Despite decades of advances in both lipid-lowering and antithrombotic therapies, a substantial residual risk of cardiovascular events persists in patients with established atherosclerotic cardiovascular disease (ASCVD). Chronic low-grade inflammation is a key driver of residual risk and has evolved to a compelling target for therapeutic intervention. In this updated meta-analysis, the authors synthesize data on the long-term efficacy and safety from six randomized controlled trials (RCTs), encompassing over 21’000 patients, to evaluate colchicine—an ancient anti-inflammatory agent—for secondary prevention of major adverse cardiovascular events (MACE) in patients with established ASCVD.
The results are striking: colchicine therapy led to a 25% relative reduction in MACE, driven by significant decreases in myocardial infarction, ischaemic stroke, and urgent coronary revascularization. Importantly, this benefit was not accompanied by an increase in adverse safety outcomes, including non-cardiovascular mortality, which has been a point of concern in prior studies.

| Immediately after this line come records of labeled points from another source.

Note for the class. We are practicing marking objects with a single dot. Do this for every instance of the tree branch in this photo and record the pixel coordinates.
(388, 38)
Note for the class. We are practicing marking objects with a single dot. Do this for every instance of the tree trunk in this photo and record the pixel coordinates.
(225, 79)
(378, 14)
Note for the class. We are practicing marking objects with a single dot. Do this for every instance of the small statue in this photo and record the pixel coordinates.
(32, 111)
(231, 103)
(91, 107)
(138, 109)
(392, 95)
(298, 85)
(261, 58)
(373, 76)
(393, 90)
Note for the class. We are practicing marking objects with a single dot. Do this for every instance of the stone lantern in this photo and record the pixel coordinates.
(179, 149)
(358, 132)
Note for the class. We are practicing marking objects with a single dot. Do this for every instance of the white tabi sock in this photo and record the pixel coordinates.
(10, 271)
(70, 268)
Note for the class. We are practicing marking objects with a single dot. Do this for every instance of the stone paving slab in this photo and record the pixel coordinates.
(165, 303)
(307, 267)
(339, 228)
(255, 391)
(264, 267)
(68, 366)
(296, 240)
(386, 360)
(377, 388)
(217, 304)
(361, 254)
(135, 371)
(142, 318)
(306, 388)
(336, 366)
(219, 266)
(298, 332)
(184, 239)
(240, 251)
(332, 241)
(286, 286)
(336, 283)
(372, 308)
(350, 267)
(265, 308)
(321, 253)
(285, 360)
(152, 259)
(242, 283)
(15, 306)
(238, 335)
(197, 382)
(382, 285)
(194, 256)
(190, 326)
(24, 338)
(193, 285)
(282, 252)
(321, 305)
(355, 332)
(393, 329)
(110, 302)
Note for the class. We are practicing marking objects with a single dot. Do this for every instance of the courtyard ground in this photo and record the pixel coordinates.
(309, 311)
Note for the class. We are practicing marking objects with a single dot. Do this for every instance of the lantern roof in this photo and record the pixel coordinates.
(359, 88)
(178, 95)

Following the neutral results of the CLEAR-SYNERGY trial 1, these findings reinforce the anti-inflammatory hypothesis in ASCVD and position colchicine as a low-cost, broadly accessible therapy with the potential to reshape secondary prevention strategies in stabilized patients with established ASCVD.2,3 Importantly, the results largely align with an independent meta-analysis,4 with colchicine showing a consistent benefit across diverse vascular territories—post-myocardial infarction and post-stroke populations—further supporting its efficacy in diverse patient populations. However, the heterogeneity among trials, in terms of dosing, patient selection (specifically in the early phase following ST-segment elevation myocardial infarction, see CLEAR-SYNERGY trial results1), and concomitant therapies warrants attention.2,3 Moreover, patient adherence, tolerability over longer durations, and rare but serious side effects like myopathy or gastrointestinal intolerance remain important considerations for implementation in routine care.5,6
While colchicine will not supplant established therapies, its role as an adjunctive anti-inflammatory agent appears increasingly justified. Future research may focus on identifying the highest-risk phenotypes who stand to benefit most, and on integrating colchicine into more personalized prevention strategies. With robust evidence now in hand, the debate on its benefits may shift from “does it work?” to “how do we use it best?”.